California Standards Test, released test questions, geometry, 2009

2. Triangle ABC undergoes a series of some of the following transformations to become triangle DEF:

Rotation

Reflection

Translation

Dilation

Is DEF always, sometimes, or never congruent to ABC? Provide justification to support your conclusion.

Common Core Smarter Balanced Grade 8 Sample Item, 2013

The second question, from one of the Common Core assessment teams, does not simply test a mathematical definition, as the first does. It requires that students visualize a triangle, use transformational geometry, consider whether different cases satisfy the mathematical definition, and then justify their thinking. It combines different areas of geometry and asks students to problem solve and justify. It does not offer four multiple-choice options. Common Core mathematics is more challenging than the mathematics it will replace. It is also more interesting for students and many times closer to the mathematics that is needed in 21st-century life and work.
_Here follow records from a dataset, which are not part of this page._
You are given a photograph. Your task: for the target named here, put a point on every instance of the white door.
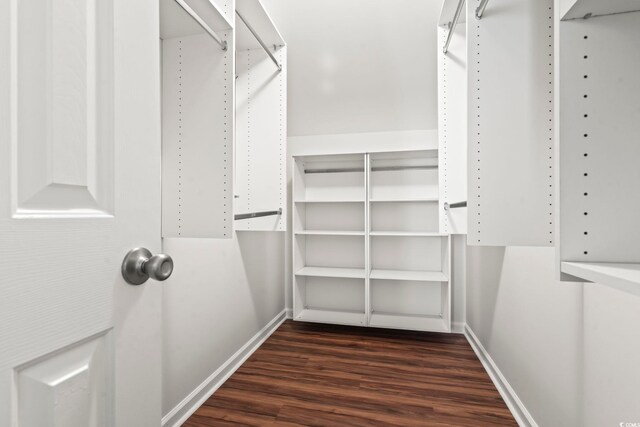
(79, 187)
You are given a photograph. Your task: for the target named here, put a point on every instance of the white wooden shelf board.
(257, 16)
(406, 234)
(427, 200)
(412, 322)
(346, 273)
(623, 276)
(332, 316)
(418, 276)
(331, 201)
(581, 8)
(175, 22)
(330, 233)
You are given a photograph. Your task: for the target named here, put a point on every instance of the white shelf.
(330, 201)
(418, 276)
(256, 15)
(345, 273)
(408, 200)
(623, 276)
(598, 7)
(329, 233)
(412, 322)
(406, 234)
(332, 316)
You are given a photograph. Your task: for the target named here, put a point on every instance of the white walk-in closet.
(319, 213)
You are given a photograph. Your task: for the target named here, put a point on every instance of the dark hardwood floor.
(319, 375)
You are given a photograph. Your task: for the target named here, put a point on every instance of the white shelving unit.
(197, 143)
(367, 246)
(261, 121)
(598, 150)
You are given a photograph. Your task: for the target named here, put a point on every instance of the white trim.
(515, 405)
(178, 415)
(457, 327)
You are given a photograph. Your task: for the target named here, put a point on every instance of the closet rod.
(480, 8)
(374, 169)
(264, 46)
(452, 26)
(192, 14)
(448, 206)
(257, 214)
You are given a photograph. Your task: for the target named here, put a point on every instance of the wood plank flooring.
(320, 375)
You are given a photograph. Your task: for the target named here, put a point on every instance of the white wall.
(568, 350)
(222, 292)
(359, 65)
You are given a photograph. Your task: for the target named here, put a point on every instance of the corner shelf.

An important requirement in the Common Core is the need for students to discuss ideas and justify their thinking. There is a good reason for this: Justification and reasoning are two of the acts that lie at the heart of mathematics. They are, in many ways, the essence of what mathematics is. Scientists work to prove or disprove new theories by finding many cases that work or counter-examples that do not. Mathematicians, by contrast prove the validity of their propositions through justification and reasoning.

Mathematicians are not the only people who need to engage in justification and reasoning. The young people who are successful in today’s workforce are those who can discuss and reason about productive mathematical pathways, and who can be wrong, but can trace back to errors and work to correct them. In our new technological world, employers do not need people who can calculate correctly or fast, they need people who can reason about approaches, estimate and verify results, produce and interpret different powerful representations, and connect with other people’s mathematical ideas.

Another problem addressed by the Common Core is the American idea that those who are good at math are those who are fast. Speed is revered in math classes across the U.S., and students as young as five years old are given timed tests—even though these have been shown to create math anxiety in young children. Parents use flash cards and other devices to promote speed, not knowing that they are probably damaging their children’s mathematical development. At the same time mathematicians point out that speed in math is irrelevant. One of the world’s top mathematicians, Laurent Schwartz, reflected in his memoir that he was made to feel unintelligent in school because he was the slowest math thinker in his class. But he points out that what is important in mathematics “is to deeply understand things and their relations to each other. This is where intelligence lies. The fact of being quick or slow isn't really relevant.” It is fortunate for Schwartz, and all of us, that he did not grow up in the speed- and test-driven classrooms of the last decade that have successfully dissuaded any child that thinks deeply or slowly from pursuing mathematics or even thinking of themselves as capable.